Neuroscience teaches that parent-child interaction is crucial, especially in the first 1,001 days, yet almost one in ten toddlers have speech and language difficulties. And given that 85 per cent of a child’s language is a result of the environment in which they grow up in, it is clear that all too often this is a problem that comes from the failure of parents to talk to their kids. Maybe they think that communication, too, only starts with school.

What has happened to parenting? Why are mothers and fathers so reluctant to mould their offspring into an image of themselves? Perhaps the rest of us are to blame. An unspoken understanding that parents cannot deliver confident and capable children has fostered a thriving and intrusive industry.
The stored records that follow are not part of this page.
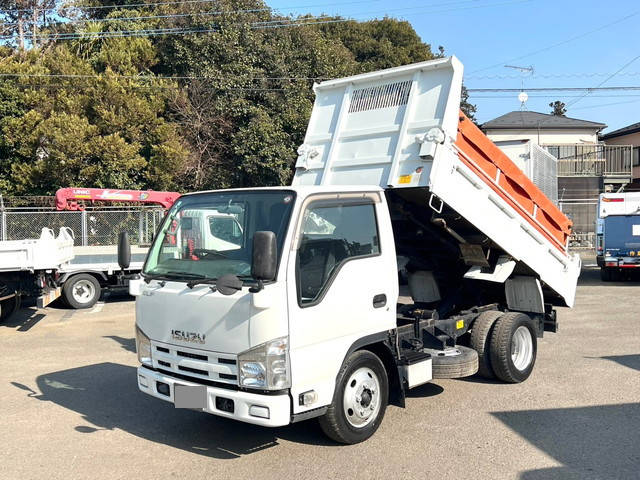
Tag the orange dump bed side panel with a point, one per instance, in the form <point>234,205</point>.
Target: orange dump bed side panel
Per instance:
<point>505,178</point>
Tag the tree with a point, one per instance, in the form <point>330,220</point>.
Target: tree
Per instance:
<point>558,108</point>
<point>99,110</point>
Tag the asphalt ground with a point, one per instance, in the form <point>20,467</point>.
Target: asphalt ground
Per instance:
<point>70,409</point>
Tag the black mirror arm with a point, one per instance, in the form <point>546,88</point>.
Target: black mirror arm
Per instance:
<point>257,288</point>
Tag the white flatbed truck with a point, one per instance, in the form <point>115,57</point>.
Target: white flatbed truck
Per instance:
<point>30,267</point>
<point>309,315</point>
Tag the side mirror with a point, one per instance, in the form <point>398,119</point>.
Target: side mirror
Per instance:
<point>124,251</point>
<point>265,256</point>
<point>135,286</point>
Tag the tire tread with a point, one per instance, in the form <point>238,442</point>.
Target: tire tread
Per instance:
<point>481,339</point>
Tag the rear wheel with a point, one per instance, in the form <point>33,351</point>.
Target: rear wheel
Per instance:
<point>513,347</point>
<point>359,401</point>
<point>454,362</point>
<point>81,291</point>
<point>480,341</point>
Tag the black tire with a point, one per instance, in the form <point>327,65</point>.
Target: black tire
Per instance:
<point>464,364</point>
<point>502,345</point>
<point>9,306</point>
<point>480,341</point>
<point>335,423</point>
<point>82,280</point>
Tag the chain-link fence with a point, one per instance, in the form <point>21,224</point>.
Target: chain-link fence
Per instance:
<point>90,227</point>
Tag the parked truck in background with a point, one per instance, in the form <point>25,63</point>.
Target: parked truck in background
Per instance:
<point>50,267</point>
<point>308,314</point>
<point>618,234</point>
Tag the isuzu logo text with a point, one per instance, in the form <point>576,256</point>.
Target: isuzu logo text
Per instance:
<point>188,336</point>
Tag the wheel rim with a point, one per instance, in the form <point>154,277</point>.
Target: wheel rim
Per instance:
<point>83,291</point>
<point>521,348</point>
<point>361,399</point>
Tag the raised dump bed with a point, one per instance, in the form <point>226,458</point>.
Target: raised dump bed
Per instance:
<point>402,129</point>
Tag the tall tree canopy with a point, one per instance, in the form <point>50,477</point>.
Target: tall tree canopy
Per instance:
<point>185,96</point>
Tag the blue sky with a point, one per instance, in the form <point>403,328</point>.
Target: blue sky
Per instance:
<point>584,42</point>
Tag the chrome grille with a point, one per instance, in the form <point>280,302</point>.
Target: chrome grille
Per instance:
<point>196,364</point>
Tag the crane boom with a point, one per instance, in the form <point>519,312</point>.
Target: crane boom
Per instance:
<point>67,198</point>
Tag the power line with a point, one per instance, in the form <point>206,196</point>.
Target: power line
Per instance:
<point>548,75</point>
<point>145,77</point>
<point>298,22</point>
<point>193,14</point>
<point>554,89</point>
<point>604,81</point>
<point>558,44</point>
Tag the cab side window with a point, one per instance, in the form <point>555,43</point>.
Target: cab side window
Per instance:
<point>331,235</point>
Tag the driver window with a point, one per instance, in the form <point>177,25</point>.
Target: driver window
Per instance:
<point>331,235</point>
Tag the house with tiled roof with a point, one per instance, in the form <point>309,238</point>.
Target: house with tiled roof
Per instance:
<point>629,135</point>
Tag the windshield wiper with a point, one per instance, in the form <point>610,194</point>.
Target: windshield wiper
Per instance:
<point>201,281</point>
<point>172,275</point>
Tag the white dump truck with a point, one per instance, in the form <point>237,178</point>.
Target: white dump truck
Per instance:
<point>408,247</point>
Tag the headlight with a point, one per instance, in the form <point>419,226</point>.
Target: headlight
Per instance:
<point>143,347</point>
<point>266,366</point>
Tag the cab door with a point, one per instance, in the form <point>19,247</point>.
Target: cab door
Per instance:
<point>342,286</point>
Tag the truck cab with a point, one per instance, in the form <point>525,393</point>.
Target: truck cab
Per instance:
<point>618,234</point>
<point>407,248</point>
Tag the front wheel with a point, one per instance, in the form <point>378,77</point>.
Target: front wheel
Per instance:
<point>359,401</point>
<point>81,291</point>
<point>9,306</point>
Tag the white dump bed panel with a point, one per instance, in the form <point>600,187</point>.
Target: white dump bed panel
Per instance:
<point>398,128</point>
<point>370,129</point>
<point>45,253</point>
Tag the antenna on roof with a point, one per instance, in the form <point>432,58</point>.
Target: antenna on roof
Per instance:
<point>523,97</point>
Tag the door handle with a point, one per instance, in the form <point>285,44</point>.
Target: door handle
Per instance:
<point>379,300</point>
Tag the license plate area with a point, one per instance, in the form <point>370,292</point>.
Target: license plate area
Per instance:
<point>190,396</point>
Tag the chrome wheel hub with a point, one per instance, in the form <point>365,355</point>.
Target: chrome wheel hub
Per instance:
<point>83,291</point>
<point>522,348</point>
<point>361,401</point>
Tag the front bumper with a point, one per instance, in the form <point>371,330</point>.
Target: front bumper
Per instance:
<point>279,405</point>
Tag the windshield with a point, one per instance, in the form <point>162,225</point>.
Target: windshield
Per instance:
<point>211,234</point>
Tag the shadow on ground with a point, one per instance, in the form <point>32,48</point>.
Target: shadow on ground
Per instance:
<point>631,361</point>
<point>24,319</point>
<point>129,344</point>
<point>107,397</point>
<point>591,442</point>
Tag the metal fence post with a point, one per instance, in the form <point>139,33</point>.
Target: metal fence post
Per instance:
<point>141,235</point>
<point>84,228</point>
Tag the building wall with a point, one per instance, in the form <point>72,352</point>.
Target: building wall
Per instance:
<point>544,137</point>
<point>631,139</point>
Private and state-funded nurseries, child-minders, nannies, schools, tutors, and universities vie to be ‘In loco parentis’, replacing those we used to consider irreplaceable: mum and dad. As a result, many children will first learn about sex, gender, vaccines, creation and even fruit and vegetables in the classroom (or the playground), rather than at home.

The idea that values and ethics, fashions and diets, are too important to be left to chance (or parents) is wrong. Covid has entrenched this idea further. The number of children – some of them newborn babies – taken into care has risen sharply; the number of children born into care almost doubled between 2008 and 2018, according to research by the university of Huddersfield and the university of Central Lancashire. Some parents learned of the court’s decision to take their children through remote hearings. Belittled in this way, parenting is reduced to a means of reproduction, and mum and dad relegated to the inferior ranks of the fertile victims in Margaret Atwood’s spooky ‘The Handmaid’s Tale’: have the baby, then hand it over to the authorities. They know best.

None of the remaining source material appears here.